According to NerdWallet, the average American house hold saves less than 5% of their income. And the US Census estimates the median household income to be $57,652 (using 2013-2017 data). For the median US household saving less than 5%, that means they’re putting less than $2900 in total away every year.

For that median household with less than 5% savings rate, a $1040 annual latte spend would make up more than 1/3 of their annual savings!

But notice that I said savings, not income. Because making a high income does not necessarily translate into savings. This is why when we think of recurring small expenses, it’s much more useful to compare it to one’s savings rather than income level.

Making $200K a year but saving almost nothing? The lattes are just a small piece of your much bigger spending issue. Small adjustments can make a huge difference in savings.

Making $150K a year and saving over $100K a year? You’re obviously careful about your spending. Focusing on further growing your income is a better use of your time than to worry about your daily lattes.

The Latte Factor is about spending awareness, not spending.

All the criticism of the Latte Factor over the actual cost of a latte, the average number of lattes a person orders in a year, the average investment return someone can get if the invested the difference, or the lifetime financial impact of cutting back on lattes, whether it be $50K, $150K, or even $1M over 30 years…is entirely missing the point.

They say worrying about the latte is penny wise, but pound foolish.

The Latte Factor is not really about the lattes at all. It’s about being mindful of your spending and recognizing that every dollar you spend is a dollar you don’t get to invest in your future. It’s about recognizing the opportunity cost of your spending.

What made it appealing was its simplicity and apparently easy path to wealth–that cutting back on a small expense everyday could make you millionaire. It won’t.

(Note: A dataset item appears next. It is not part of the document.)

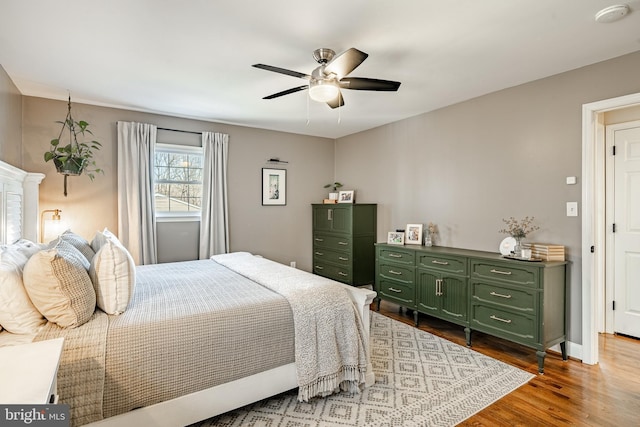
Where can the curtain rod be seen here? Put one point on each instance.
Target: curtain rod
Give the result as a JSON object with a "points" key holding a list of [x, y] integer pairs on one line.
{"points": [[178, 130]]}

Most of us will not become financially wealthy, or anywhere close. In a survey of 8000 Americans, over 2/3’s respondents said they had less than $1000 in total savings!

It’s not about penny-pinching and living in extreme frugality. Although there’s nothing wrong with that if that’s what you’re into. But reevaluating your spending habits and becoming mindful where and how you’re spending, even if you are able to redirect just the equivalent of $5 a day towards your retirement savings, will make a noticeable dent over time. Especially if you’re among those with hardly any savings.

When your savings are pennies, cutting back small expenses is pound wise.

The Latte Factor is harmful if you ignore big expense.

The Latte Factor is often criticized for for glorifying penny pinching while encouraging the blissful ignorance of truly big expenditures, like housing and transportation. But that’s not a fair criticism.

That’s like saying the going to the gym encourages weight gain because people often overeat after immediately after their workouts. There’s nothing wrong with going to the gym. There’s something wrong with human psychology. It’s moral licensing–when doing some small bit of “good” gives you the excuse to indulge in the exact opposite.

There’s nothing wrong with the Latte Factor either. It does not encourage you to ignore big expenses. People just tend to use it as an excuse to do so.

The Latte Factor is not about depriving yourself.

For the coffee lovers out there, getting our morning cup of caffeinated bliss is anything nothing short of necessity.

But the Latte Factor forces you to evaluate the real reason for your latte trips. Is it really for the taste? Ask the coffee aficionados you know whether they prefer their own home brewed pour over with freshly roasted and hand ground coffee over a Starbucks latte. If you want the best tasting cup of coffee, you have a better chance of getting it at home.

Or is for convenience? Consider the amount of time it takes to drive to, order, wait for, and pay for each order. Those frequent 15-30 minutes trips can add up hours every year. Could you put that time to better use?

Direct savings alone may even justify having a $1000 espresso machine at home, saving you money and time every single day, while getting a comparable or even better-tasting coffee fix.


So where do you stand? Do you care about the Latte Factor?